Issue with %in% - not matching identical rows in data frames

3 messages Options
Embed this post
Permalink
Kaushik Krishnan

Issue with %in% - not matching identical rows in data frames

Reply Threaded More More options
Print post
Permalink
Hi folks

I have two data frames.  I know that the nth (let's say the 7th) row
in the first data frame (sequence) is there in the second
(today.sequence).  When I try to check that by doing 'sequence[7,]
%in% today.sequence', I get all FALSE when it should be all TRUE.

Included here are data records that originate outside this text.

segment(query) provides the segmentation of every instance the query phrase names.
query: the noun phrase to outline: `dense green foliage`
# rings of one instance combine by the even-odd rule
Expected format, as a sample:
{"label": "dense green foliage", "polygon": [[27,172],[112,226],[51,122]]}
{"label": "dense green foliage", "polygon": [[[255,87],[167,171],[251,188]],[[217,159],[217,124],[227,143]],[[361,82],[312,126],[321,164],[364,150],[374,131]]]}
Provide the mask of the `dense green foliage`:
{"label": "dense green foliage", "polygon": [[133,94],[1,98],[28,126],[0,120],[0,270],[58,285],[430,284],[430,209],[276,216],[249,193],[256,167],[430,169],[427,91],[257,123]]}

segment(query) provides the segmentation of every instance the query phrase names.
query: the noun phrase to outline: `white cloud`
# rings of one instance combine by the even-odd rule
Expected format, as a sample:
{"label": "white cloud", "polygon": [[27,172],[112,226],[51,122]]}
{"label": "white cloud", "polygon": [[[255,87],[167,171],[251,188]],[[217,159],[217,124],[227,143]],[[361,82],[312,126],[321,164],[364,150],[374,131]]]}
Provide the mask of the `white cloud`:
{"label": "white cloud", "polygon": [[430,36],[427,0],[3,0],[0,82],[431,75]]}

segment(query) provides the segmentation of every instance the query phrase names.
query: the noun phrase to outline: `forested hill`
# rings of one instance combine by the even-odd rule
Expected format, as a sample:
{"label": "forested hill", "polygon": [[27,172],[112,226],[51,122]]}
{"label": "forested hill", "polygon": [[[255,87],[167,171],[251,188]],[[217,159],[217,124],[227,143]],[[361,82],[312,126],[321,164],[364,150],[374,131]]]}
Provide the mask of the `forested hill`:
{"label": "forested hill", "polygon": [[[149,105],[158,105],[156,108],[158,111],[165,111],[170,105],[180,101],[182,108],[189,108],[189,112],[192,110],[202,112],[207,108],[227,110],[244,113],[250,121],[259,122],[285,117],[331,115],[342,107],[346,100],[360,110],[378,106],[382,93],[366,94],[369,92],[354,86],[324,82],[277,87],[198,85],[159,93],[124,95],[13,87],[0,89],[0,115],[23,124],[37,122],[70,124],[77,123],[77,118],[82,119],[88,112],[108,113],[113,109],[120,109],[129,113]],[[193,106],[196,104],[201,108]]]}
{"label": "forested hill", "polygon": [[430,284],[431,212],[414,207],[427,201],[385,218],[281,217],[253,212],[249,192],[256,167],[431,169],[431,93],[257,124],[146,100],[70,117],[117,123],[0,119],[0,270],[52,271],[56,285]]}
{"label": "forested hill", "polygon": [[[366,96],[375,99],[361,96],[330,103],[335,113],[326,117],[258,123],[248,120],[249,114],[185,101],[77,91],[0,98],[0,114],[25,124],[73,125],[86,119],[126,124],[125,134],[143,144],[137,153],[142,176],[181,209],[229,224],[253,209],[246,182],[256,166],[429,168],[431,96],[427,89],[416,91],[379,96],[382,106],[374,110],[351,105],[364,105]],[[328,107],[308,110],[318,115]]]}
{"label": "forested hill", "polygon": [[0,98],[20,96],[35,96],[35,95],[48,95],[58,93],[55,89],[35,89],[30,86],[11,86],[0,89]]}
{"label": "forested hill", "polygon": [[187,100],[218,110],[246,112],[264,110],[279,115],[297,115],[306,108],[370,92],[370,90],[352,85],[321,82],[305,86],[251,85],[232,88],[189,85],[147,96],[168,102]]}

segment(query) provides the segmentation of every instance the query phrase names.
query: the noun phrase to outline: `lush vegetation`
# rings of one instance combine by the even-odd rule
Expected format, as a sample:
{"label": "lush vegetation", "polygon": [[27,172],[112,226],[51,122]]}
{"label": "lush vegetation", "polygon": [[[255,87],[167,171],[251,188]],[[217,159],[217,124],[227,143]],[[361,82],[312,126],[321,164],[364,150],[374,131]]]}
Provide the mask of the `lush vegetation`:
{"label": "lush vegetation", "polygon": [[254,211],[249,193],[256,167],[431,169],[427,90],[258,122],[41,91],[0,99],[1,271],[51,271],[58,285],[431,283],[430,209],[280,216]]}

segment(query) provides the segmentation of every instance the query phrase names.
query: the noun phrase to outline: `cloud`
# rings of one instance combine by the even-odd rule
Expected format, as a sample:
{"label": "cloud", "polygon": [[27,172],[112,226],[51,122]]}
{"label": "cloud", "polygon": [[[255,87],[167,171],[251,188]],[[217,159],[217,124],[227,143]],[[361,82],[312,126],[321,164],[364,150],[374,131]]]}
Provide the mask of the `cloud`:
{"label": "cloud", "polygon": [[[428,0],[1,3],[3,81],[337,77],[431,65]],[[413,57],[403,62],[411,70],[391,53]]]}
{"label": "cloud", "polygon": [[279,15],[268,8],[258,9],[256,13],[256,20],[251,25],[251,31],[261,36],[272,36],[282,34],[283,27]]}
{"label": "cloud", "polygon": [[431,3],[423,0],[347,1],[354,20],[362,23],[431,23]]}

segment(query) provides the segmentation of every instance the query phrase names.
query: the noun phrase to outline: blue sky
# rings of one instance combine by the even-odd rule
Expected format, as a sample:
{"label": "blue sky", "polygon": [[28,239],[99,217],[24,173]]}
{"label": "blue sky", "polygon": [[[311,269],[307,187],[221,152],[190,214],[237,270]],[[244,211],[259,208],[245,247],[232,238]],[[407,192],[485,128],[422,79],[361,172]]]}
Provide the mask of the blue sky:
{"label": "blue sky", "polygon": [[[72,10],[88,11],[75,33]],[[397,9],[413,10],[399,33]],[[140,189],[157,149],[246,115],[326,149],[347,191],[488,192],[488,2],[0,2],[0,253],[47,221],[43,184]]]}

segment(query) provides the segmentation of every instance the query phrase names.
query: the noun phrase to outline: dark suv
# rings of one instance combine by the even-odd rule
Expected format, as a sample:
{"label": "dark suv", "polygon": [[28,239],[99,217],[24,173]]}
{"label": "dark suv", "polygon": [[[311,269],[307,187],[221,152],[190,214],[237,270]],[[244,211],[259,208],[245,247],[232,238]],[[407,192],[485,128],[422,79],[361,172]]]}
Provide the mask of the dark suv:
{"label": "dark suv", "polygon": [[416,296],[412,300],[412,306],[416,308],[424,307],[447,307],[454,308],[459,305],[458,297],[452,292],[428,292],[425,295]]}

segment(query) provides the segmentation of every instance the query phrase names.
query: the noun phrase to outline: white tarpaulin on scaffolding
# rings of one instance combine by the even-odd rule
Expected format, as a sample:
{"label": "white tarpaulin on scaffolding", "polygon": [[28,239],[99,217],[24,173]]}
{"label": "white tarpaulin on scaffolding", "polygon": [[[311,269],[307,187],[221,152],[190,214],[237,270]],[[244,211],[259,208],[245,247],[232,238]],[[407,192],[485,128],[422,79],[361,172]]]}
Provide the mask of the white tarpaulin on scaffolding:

I'm certain I'm making some trivial mistake.  Any solutions?

The code to recreate the data frames and see for yourself is:
----
sequence <- structure(list(DATE = structure(c(14549, 14549, 14553, 14550,
14557, 14550, 14551, 14550), class = "Date"), DATASET = c(1L,
2L, 1L, 2L, 2L, 3L, 3L, 4L), REP = c(1L, 0L, 2L, 2L, 3L, 0L,
1L, 0L), WRONGS_ABS = c(0L, 0L, 0L, 0L, 0L, 0L, 0L, 0L), WRONGS_RATIO = c(0L,
0L, 0L, 0L, 0L, 0L, 0L, 0L), DONE = c(1L, 1L, 0L, 1L, 0L, 1L,
0L, 0L)), .Names = c("DATE", "DATASET", "REP", "WRONGS_ABS",
"WRONGS_RATIO", "DONE"), class = "data.frame", row.names = c(NA,
-8L))

today.sequence <- structure(list(DATE = structure(c(14551, 14550),
class = "Date"),
    DATASET = 3:4, REP = c(1L, 0L), WRONGS_ABS = c(0L, 0L),
WRONGS_RATIO = c(0L,
    0L), DONE = c(0L, 0L)), .Names = c("DATE", "DATASET", "REP",
"WRONGS_ABS", "WRONGS_RATIO", "DONE"), row.names = 7:8, class = "data.frame")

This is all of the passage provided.